As brave as it is stupid, running the closing scrolling text to uncomfortable silence is weirdly eerie, rather than emotional. Tonally, it's a better accompaniment to an unruly, dead school kid being discovered inside of his tyrannical French teacher's stolen Austin Maestro. However, we'd like to believe that in muting Peter Howell's piercing rendition from the end credits, Dads up and down the country mistakenly believed their sets were on the blink, and gave them a swift slap.

14. Scott from Earthshock. "I realise going down again must be hard."Fnaar, Fnaar.

15. Candy stripes grace the screen in Earthshock

Pink/White Striped Projectiles
Who needs bullets when you've got tubular candy?


16. Old Doctor Who clips

Not for the nostalgia factor - God knows we'll have enough of that in the months to come - but because it shows that the Cybermen have a stash of past adventures at their silvery fingertips, and are clearly fans.

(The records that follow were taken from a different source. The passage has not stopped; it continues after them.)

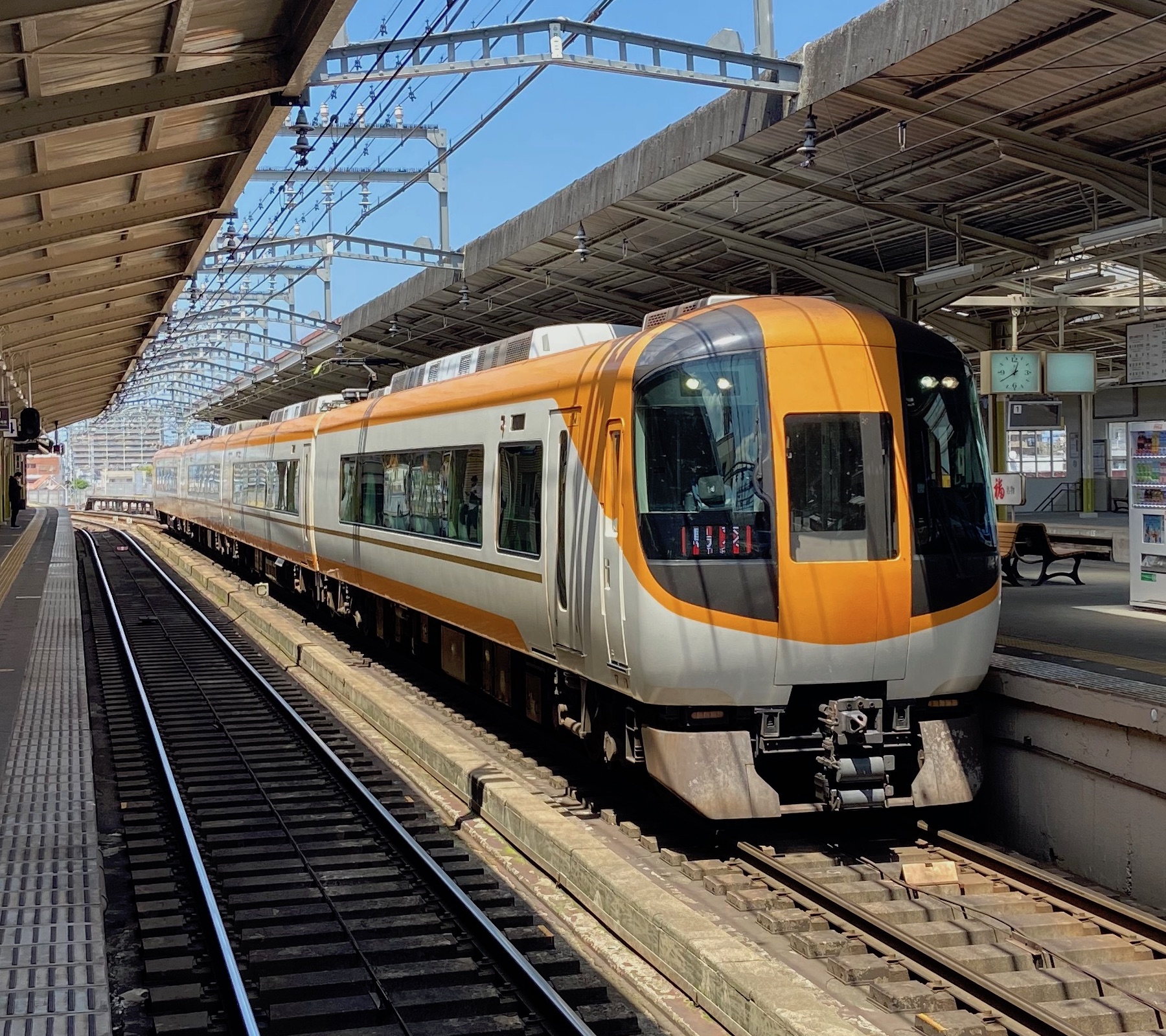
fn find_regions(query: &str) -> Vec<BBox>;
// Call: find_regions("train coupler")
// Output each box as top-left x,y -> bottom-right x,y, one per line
814,698 -> 895,810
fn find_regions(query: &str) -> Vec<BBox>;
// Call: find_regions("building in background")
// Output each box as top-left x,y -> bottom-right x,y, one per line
64,407 -> 182,506
25,453 -> 67,507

The Cyber Leader's condescending continuity commentary is the mark of a boorish forum poster, and likely has his own secret copy of Tenth Planet Part 4. Hell, they're probably only so cross all the time because, as Cybermen, they don't have scrotums, and aren't able to squeeze them until they resemble the cloth brain from Time & The Rani. Something all us humans fans do fairly regularly, yeah fellas?


Miles Hamer

1 comment:

  1. From Quickflix

    This is one of the DW 80's moments that is worth watching. The first episode is meant to be concealing the fact that the Cybermen are involved. When they appear at the end of part one was a very great surprise back in 1982. On this dvd, this show remains are ripping space adventure which does not end happily ever after. A gutsy, wrenching DW story. Don't miss it!